Skyflow helps you maintain your PCI compliance by letting you: 

• Isolate Sensitive PCI Data. Because sensitive data is collected using Skyflow SDKs and isolated in a data privacy vault that’s separate from your other systems, your scope of PCI compliance is restricted to the vault
• Protect Sensitive PCI Data. Skyflow protects sensitive data, including PCI data, at rest, in transit, and while in use using several privacy-enhancing techniques, including tokenization and encryption
• Govern Data Access. Skyflow uses fine-grained access controls to restrict access to only those workflows that need sensitive PCI data

To learn how Skyflow lets you isolate, protect, and govern sensitive data, read our data privacy vault blog post.

Try Skyflow

Skyflow provides comprehensive PCI compliance solutions that free you from the need to bet your business on a single payment service provider. Instead, you can use our proven and scalable solution to ease compliance with PCI DSS.

Using a data privacy vault that removes all card data from your infrastructure and systems greatly reduces your compliance scope and accelerates your compliance timeline. And if you’re already compliant, you can use Skyflow without impacting your PCI transaction workflows.

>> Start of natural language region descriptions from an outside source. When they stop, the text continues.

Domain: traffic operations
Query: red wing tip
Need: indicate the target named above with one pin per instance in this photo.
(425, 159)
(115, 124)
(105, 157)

With Skyflow Data Privacy Vault, you not only have a fast and easy way to reduce PCI scope and make it easier to achieve PCI compliance, you can also work with multiple payment processors to increase your payment authorization rates, avoid outages, and lower your transaction fees.

Skyflow also handles other types of sensitive data, so you can use it to ease compliance with data privacy laws like HIPAA, GDPR, and CPRA.